Terlebih, jiwa patriotisme, wawasan kebangsaan, dan cinta Tanah Air adalah tiga hal yang senantiasa ditanamkan melalui edukasi terapan dalam banyak kegiatan dan permainan. Begitu pula berbagai kecakapan yang biasa diajarkan kepada para anggota meliputi kecerdasan sosial, kompetensi lintas budaya, kreativitas, serta kemampuan adaptif. Juga keterampilan praktis yang berguna baik untuk kehidupan sehari-hari, apalagi dalam situasi kedaruratan, yaitu survival, jelajah pandu arah, hingga keterampilan pertolongan pertama.

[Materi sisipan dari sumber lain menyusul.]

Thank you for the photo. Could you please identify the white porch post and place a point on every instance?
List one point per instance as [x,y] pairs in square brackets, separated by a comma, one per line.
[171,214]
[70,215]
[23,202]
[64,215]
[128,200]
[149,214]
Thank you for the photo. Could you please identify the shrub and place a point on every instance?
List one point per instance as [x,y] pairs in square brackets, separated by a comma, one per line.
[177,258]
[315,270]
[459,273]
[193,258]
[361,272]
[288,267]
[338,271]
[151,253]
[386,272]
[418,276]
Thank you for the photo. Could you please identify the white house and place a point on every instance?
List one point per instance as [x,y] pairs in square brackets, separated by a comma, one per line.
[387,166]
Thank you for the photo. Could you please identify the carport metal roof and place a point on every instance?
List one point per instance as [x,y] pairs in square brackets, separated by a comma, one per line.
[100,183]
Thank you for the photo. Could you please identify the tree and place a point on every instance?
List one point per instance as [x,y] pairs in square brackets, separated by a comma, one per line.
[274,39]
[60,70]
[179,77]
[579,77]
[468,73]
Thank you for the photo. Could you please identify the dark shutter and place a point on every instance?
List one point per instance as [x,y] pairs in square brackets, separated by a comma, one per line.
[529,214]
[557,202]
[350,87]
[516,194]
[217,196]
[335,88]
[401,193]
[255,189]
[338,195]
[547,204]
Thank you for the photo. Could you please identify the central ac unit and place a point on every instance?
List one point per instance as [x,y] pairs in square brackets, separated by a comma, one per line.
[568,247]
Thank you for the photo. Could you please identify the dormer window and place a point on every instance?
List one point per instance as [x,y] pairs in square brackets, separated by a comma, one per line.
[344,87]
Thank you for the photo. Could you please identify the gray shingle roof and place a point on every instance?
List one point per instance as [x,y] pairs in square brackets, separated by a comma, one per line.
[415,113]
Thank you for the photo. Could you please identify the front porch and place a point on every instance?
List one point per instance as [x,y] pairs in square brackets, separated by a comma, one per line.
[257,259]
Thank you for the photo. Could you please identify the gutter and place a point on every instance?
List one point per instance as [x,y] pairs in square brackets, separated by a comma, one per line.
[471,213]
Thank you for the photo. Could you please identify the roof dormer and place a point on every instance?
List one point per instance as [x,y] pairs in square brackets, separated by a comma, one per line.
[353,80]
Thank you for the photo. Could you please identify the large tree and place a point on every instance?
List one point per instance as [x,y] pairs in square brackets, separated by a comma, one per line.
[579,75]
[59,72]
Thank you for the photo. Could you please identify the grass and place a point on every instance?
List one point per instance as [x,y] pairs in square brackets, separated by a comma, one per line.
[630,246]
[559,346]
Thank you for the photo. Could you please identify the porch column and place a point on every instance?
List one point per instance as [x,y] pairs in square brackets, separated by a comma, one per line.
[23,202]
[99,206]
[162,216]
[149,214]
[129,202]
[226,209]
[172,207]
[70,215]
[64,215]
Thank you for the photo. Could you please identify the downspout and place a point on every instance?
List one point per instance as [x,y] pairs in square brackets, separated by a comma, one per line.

Latihan kepemimpinan merupakan kegiatan yang melekat pada Gerakan Pramuka, yang dipertebal dengan proyek pengabdian di tengah masyarakat. Semua paket lengkap, ilmu dan keterampilan, itu dipelajari dengan cara asyik, menyenangkan dan suasana riang gembira.

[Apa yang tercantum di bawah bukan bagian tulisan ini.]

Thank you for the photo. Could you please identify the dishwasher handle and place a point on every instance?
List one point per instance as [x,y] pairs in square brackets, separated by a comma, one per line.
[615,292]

Dalam Pramuka, setiap peserta merasa berharga karena kakak pembina senantiasa memberi tantangan dan tidak lupa menyemangati, lantas mengapresiasi untuk kebolehan sekecil apapun itu. Di sana, peserta akan mudah memperoleh tepuk tangan hanya dengan sebuah prestasi sederhana, sedangkan untuk prestasi yang sedikit lebih tinggi bisa membuahkan penghargaan berupa tanda kecakapan khusus (TKK) atau bahkan kepangkatan.
Sungguh, organisasi yang satu ini paling bisa membuat hati semua anggotanya gampang berbunga-bunga, dengan segala konsep pendidikan yang menggembirakan. Pantas bila gerakan kepanduan itu menjadi candu bagi banyak orang yang telah menyelami dan telanjur menjiwai.

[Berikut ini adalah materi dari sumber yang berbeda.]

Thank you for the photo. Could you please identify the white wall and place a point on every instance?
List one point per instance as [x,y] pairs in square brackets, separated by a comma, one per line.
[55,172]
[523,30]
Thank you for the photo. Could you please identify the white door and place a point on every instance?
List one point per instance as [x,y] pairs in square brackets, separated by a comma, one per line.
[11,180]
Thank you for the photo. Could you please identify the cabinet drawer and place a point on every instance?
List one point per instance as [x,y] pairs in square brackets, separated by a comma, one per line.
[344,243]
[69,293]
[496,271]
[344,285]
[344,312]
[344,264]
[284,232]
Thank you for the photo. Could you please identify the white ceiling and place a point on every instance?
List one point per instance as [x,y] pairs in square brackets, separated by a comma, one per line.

Ketika para aktivis Pramuka kembali berbaur ke tengah masyarakat, biasanya bakal mudah dikenali dari sifat dan sikapnya. Seorang anggota Pramuka umumnya menonjol dalam sikap kepemimpinan dan kepeloporan, karena terlatih berorganisasi, mereka tergerak menginisiasi suatu kegiatan produktif yang bermanfaat bagi masyarakat. Belum lagi ketulusan dan ringan tangannya ketika orang lain membutuhkan bantuan.
Anak Pramuka, di mana pun mereka berada, bisa menjadi pembawa dan penular aura positif karena sikap percaya diri juga optimismenya, sementara untuk sikap patriot dan nasionalis, si Pramuka adalah juaranya.
Pramuka dengan segala kelebihan metode ajarnya, tentu menghasilkan remaja gembira beraura positif yang sehat mental, sehingga amat sayang bila pendidikan kepanduan itu hanya sebagai kegiatan pilihan.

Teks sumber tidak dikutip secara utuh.